A few minutes later, the banker called Mr. Sukenik from his cellphone.

"He was furious," Mr. Sukenik said. After a moment, the client, apparently understanding that he was to blame for not making the situation plainer, "very gingerly and very gently explained to me that 'Anne' was not his wife." the broker said.

"He handled it with her by saying he was surprising her for their anniversary," said Mr. Sukenik, who wound up touring the client's wife and 20-something girlfriend through the apartment separately. (Not long after the closing, Mr. Sukenik said, his client filed for divorce.)

Such soap-opera skulduggery is all in a day's work for brokers who become involved, knowingly or not, with a client seeking a place for extramarital assignations. But business is business, and for brokers, the rewards can occasionally be high, as some philandering spouses seem not to blink when it comes to housing the object of their affection.
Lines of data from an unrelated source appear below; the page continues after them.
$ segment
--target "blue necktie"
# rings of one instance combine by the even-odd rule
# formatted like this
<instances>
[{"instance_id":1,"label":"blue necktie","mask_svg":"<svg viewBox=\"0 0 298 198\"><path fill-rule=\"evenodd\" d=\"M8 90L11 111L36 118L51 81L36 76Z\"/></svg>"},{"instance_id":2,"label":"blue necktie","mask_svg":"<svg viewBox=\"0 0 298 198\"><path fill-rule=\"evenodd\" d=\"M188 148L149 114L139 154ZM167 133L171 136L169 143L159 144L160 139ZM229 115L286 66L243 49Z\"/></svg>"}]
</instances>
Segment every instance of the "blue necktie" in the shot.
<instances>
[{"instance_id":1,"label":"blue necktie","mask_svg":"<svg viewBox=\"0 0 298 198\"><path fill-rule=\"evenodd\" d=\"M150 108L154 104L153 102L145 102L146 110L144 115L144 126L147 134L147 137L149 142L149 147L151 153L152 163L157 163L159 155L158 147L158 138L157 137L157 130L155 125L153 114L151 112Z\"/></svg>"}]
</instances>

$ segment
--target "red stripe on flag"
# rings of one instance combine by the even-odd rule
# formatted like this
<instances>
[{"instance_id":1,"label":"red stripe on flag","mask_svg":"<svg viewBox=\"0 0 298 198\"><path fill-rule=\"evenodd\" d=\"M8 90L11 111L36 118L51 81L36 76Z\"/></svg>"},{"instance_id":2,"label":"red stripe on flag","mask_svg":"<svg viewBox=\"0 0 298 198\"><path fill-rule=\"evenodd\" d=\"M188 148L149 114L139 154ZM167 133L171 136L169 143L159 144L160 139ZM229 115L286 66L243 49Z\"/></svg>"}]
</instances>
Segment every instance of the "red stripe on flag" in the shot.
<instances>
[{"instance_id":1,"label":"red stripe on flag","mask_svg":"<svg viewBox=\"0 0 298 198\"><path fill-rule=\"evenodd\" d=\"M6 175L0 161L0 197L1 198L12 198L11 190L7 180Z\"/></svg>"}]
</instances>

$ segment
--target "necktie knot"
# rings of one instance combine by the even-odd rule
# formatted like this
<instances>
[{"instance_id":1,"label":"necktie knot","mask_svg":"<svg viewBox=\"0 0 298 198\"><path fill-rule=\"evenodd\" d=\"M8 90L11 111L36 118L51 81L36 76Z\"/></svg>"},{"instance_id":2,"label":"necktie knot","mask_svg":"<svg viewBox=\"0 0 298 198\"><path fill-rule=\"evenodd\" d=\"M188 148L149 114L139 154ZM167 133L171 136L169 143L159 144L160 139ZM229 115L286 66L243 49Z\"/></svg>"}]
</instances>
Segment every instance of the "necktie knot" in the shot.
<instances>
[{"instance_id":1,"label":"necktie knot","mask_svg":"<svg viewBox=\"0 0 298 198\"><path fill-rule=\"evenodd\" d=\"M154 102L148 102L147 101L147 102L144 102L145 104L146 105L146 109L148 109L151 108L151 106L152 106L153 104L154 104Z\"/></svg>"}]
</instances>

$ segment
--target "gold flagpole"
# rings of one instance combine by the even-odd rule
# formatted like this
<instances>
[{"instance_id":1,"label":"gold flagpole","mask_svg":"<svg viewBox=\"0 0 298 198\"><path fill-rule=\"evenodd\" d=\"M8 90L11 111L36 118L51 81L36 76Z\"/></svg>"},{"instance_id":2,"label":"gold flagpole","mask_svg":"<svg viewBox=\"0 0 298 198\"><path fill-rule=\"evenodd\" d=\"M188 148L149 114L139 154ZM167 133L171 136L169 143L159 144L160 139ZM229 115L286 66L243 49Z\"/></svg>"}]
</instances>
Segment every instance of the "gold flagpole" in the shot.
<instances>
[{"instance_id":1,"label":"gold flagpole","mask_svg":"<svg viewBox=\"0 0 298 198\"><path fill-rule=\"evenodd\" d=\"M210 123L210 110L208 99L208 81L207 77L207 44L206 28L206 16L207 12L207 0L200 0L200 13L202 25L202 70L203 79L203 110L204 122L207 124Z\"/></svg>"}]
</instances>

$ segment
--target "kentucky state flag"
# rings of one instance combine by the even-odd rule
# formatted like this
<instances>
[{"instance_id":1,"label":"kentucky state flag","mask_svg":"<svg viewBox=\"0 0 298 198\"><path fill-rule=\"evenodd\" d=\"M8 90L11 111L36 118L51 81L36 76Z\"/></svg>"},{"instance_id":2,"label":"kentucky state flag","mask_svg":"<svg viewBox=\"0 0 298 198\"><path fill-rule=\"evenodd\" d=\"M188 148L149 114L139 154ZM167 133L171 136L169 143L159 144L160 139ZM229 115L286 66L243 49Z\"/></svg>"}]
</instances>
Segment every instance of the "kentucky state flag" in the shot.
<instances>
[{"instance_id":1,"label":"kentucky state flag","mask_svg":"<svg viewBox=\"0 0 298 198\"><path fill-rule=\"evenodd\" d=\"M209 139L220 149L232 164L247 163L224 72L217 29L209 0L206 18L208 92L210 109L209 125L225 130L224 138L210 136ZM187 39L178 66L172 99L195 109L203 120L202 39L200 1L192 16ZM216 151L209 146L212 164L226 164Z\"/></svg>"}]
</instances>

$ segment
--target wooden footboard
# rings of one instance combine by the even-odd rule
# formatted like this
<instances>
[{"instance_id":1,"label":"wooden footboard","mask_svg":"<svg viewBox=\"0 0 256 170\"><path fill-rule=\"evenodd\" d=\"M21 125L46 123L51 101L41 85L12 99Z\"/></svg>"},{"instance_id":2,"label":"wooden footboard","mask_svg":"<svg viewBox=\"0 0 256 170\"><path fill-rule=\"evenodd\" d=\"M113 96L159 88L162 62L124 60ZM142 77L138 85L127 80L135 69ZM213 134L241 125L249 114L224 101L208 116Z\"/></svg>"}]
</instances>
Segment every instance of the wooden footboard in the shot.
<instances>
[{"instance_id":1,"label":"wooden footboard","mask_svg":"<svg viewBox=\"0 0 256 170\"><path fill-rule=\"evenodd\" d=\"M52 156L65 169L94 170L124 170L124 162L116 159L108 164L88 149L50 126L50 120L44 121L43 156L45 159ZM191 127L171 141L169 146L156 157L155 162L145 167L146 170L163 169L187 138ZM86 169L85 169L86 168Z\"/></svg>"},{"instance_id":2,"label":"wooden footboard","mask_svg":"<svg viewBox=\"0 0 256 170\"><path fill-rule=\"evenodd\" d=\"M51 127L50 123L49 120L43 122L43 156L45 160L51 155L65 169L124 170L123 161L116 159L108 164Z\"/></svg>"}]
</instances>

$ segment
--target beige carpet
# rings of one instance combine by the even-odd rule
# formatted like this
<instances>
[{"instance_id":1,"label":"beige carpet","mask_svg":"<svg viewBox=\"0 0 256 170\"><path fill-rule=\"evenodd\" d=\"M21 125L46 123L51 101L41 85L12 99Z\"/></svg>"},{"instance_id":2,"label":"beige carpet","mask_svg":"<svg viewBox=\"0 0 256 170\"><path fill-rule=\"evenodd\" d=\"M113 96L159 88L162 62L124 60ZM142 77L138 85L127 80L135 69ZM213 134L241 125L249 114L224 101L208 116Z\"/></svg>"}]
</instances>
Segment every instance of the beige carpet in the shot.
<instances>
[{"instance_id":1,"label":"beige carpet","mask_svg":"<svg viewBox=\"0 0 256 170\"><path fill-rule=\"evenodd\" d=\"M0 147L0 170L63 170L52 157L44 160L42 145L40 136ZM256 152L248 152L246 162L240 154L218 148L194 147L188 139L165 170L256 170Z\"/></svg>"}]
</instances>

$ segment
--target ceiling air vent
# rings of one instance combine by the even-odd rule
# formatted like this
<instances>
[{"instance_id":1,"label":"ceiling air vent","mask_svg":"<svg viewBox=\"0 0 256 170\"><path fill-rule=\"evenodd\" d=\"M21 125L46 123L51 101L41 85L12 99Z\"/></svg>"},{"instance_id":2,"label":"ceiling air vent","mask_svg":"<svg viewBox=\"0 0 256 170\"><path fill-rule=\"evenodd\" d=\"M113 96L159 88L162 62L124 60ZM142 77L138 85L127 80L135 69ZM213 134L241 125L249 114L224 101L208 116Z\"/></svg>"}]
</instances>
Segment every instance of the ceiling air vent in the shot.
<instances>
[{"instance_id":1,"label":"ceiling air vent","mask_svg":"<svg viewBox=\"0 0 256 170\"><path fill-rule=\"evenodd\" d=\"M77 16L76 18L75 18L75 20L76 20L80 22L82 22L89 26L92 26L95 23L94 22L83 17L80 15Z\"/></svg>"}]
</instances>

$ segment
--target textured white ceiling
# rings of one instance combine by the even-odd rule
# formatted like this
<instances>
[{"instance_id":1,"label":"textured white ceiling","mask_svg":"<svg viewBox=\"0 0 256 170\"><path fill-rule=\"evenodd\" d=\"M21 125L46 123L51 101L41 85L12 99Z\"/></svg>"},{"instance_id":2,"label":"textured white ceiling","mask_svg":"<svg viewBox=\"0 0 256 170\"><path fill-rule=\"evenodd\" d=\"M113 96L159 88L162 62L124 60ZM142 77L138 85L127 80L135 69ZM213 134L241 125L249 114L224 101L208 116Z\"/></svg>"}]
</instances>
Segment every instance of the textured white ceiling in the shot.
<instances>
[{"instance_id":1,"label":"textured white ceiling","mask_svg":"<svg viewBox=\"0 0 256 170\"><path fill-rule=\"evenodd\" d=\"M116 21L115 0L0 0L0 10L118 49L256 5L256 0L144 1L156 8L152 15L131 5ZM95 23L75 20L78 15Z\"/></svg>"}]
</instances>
To use an engagement-ring analogy, pied-affaires range from the micro-diamond-chip variety (one-bedroom rentals in the $2,000 to $2,500 range), to a respectable one or two carats ($1 million to $2 million, or, in a rental, $4,000 to $5,000 a month), all the way up to more-than-respectable, multimillion-dollar dazzlers. (In comparison, Bernard Kerik's rented Battery Park City two-bedroom love nest seems downright proletariat.)
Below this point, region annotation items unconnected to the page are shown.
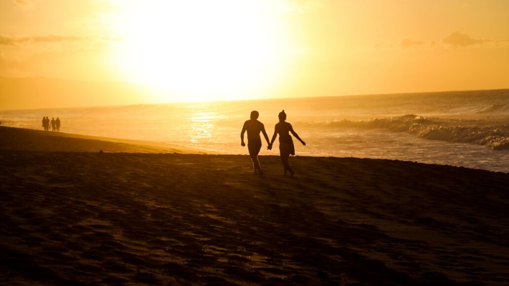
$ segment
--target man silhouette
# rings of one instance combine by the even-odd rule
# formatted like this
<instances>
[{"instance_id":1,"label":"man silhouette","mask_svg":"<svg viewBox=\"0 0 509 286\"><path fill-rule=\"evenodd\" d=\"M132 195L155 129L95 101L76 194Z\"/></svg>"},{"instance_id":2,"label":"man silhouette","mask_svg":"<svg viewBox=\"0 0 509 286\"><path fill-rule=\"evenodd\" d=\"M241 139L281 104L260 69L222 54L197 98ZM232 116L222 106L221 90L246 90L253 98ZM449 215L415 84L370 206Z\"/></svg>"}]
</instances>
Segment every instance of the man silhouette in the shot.
<instances>
[{"instance_id":1,"label":"man silhouette","mask_svg":"<svg viewBox=\"0 0 509 286\"><path fill-rule=\"evenodd\" d=\"M265 132L265 127L263 126L263 123L258 120L259 116L258 111L256 110L251 111L251 119L244 123L242 131L240 132L240 145L243 147L246 146L244 142L244 132L247 130L247 149L249 151L251 160L253 161L253 170L254 174L256 174L258 171L260 176L261 176L263 175L263 171L262 170L262 167L260 165L260 161L258 161L258 153L260 153L260 150L262 149L262 139L260 137L260 131L263 133L267 145L269 144L269 136L267 135L267 132Z\"/></svg>"}]
</instances>

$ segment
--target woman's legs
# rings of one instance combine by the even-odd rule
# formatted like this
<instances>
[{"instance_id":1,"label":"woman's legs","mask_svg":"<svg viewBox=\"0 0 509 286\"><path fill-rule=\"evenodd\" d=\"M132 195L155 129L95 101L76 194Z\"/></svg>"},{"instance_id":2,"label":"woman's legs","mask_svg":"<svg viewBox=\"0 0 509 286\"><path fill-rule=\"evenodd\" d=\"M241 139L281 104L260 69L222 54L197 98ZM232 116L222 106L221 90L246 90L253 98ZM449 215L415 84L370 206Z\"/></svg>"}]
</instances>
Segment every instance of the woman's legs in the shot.
<instances>
[{"instance_id":1,"label":"woman's legs","mask_svg":"<svg viewBox=\"0 0 509 286\"><path fill-rule=\"evenodd\" d=\"M281 151L280 156L281 161L283 163L283 168L285 169L285 176L286 176L287 171L290 171L290 177L293 177L295 172L293 171L292 167L290 166L290 163L288 162L288 160L290 158L290 153L284 152Z\"/></svg>"}]
</instances>

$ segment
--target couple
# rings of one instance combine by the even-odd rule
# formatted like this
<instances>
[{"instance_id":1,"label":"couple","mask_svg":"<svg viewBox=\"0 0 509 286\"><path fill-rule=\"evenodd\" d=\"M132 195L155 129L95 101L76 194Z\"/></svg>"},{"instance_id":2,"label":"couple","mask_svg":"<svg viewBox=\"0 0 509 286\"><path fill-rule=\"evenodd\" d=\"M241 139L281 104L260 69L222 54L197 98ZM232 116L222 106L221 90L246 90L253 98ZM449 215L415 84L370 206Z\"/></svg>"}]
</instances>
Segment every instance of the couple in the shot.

Asked who precisely looks for these specialized second homes, brokers answer that, with some exceptions, the old stereotypes hold true: well-off older men seeking to set up young, attractive women in style - in a condominium, if they can afford it, or a rental, if they cannot. Many times, though hardly always, the men retain ownership of the place and simply let the women live there.

"In the movie 'Pretty Woman,' she only wanted to get married, but a lot of the pretty women in New York really only want a condo," said Michele Kleier, president of Gumley Haft Kleier, who has brokered her share of such transactions, typically condominiums in the $2 million to $3 million range.

Among this demographic, condos are prized particularly for their less-intrusive (compared to co-ops) application process and their usual indifference to the divergence of identity between owner and occupant. Because established condos can be almost as nosy as co-ops, philandering buyers often turn to new condominium buildings, where screening is often more perfunctory. Sometimes, they buy them in their own names, and other times, they set up a corporation for the purpose of making the investment.

For buyers of preconstruction-stage apartments, "Ninety-nine-point-nine-nine-five percent of the time, if they're approved for the mortgage, they're approved for the building," said Mr. Sukenik of Douglas Elliman. Someone buying a new condominium as a love nest, he said, "is doing three things: A, there's a huge amount of upside because you're buying preconstruction; B, the chickadee has somewhere to live; and, C, the corporation has a tax write-off." Reflecting on his investment banker client, he concluded, "While he might be shady, he certainly was smart."

Barbara Corcoran, founder and chairwoman of the Corcoran Group, suggested that some pied-affaires evolved out of real estate speculation. "A lot of smart businessmen have heavily invested in apartment buildings in the recent go-go years," she said. "They often leave apartments vacant, an ideal spot for housing a girlfriend." She added that the sybaritic trappings of the "super-duper luxury condo"- including amenities like double-wide tubs, gleaming top-of-the-line kitchens and gigantic flat-screen televisions - make staying in more appealing to illicit couples. In addition, mobile communication has made nesting more feasible. "It's easier to be somewhere and have others think you're elsewhere, thanks to the Treo and Blackberry," she said.